Podrían pasar al menos dos cosas: una, que se lograran mejoras importantes en el tiempo (“obvio que iba a mejorar, si la Universidad X la ha estado apoyando por 3 años”). Lo importante es este caso sería hacer notar que, gracias a la existencia real de un escenario de éxito, se podría buscar la manera de sintetizar y transferir dichos logros hacia otras comunidades educativas, entregando luces que permitan encaminar, con algo de certeza, el desarrollo de políticas de apoyo y financiamiento. La otra posibilidad es que, a pesar de todo ese esfuerzo, no se logren avances significativos, y que el problema resulte ser mucho más serio de lo que se pensaba, en cuyo caso, debieran igualmente verse involucradas las propias universidades para discurrir maneras de enfrentar este, ahora a todas luces, grave problema.

El año 2014 nacía el programa PACE, que mutatis mutandis, buscaba permitir el acceso a la educación superior a estudiantes de enseñanza media provenientes de contextos vulnerables, mediante la realización de acciones de preparación y apoyo permanente, y el aseguramiento de cupos. En este programa participan actualmente cerca de 30 instituciones de educación superior, las cuales reciben aportes estatales para este programa, y que sin necesariamente tirar “toda la carne a la parrilla” han logrado mostrar resultados favorables para el propósito que los convocó, incluso con el riesgo del “todos fuimos, nadie fue” propio del ingreso de estos estudiantes a cualquier universidad que los aceptara para sus estudios superiores.

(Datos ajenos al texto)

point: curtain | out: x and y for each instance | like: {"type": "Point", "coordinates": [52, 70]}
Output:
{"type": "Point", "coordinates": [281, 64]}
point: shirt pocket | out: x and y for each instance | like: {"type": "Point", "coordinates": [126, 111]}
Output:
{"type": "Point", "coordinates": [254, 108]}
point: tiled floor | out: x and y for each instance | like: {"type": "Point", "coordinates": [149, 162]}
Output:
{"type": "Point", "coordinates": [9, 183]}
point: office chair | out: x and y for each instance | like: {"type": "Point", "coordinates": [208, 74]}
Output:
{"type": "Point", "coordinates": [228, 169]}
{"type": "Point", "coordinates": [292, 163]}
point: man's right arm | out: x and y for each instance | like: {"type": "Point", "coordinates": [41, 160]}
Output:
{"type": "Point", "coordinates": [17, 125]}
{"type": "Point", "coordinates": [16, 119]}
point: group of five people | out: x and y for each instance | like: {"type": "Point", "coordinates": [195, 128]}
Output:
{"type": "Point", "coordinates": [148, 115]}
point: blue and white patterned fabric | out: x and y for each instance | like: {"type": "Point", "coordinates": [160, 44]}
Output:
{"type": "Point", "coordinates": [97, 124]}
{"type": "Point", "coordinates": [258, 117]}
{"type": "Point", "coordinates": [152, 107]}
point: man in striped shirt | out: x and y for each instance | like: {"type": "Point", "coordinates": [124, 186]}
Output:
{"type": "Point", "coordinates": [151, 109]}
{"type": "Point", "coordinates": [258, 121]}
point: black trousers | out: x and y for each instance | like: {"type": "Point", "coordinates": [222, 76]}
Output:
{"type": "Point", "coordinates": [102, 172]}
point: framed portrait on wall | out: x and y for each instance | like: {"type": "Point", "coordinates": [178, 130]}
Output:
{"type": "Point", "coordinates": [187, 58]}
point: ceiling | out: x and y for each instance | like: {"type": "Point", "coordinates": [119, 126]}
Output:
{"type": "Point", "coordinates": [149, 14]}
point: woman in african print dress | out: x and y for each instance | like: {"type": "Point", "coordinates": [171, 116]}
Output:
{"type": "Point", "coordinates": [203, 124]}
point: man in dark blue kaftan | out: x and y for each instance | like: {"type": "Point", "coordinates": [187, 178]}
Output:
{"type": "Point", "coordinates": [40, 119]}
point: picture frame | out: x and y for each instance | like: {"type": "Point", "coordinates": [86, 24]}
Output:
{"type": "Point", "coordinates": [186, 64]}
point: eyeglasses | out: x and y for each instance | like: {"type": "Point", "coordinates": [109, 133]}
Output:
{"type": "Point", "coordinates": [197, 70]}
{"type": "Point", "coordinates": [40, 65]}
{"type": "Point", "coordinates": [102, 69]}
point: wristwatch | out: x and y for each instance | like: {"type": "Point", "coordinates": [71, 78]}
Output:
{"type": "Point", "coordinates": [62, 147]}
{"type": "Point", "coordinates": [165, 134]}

Probablemente, el interés en participar del programa “toda la carne a la parrilla” (disculpando nuevamente la informalidad) será directamente proporcional a los recursos involucrados y a las condiciones de operación que se planteen desde el Estado. Suponiendo que estos son adecuados, ¿Qué criterios deseables u obligatorios de inclusión debieran tener las Universidades que participen? ¿Cierta cantidad mínima de años de acreditación? ¿Ciertos requisitos en productividad o formación para el cuerpo de académicos/as que se involucren? ¿Cierto compromiso de metas en el corto, mediano y largo plazo que condicionen el financiamiento?¿Cuentas públicas anuales a la comunidad?

Y finalmente, ¿Qué Universidad querría participar de una instancia en que pueda verse contrastado de manera universal y categórica un juicio directo hacia la calidad de su accionar? Acá ya no cabría el “todos fuimos, nadie fue”. El riesgo es enorme, pero aparentemente, no nos van quedando muchas opciones. Nobleza obliga.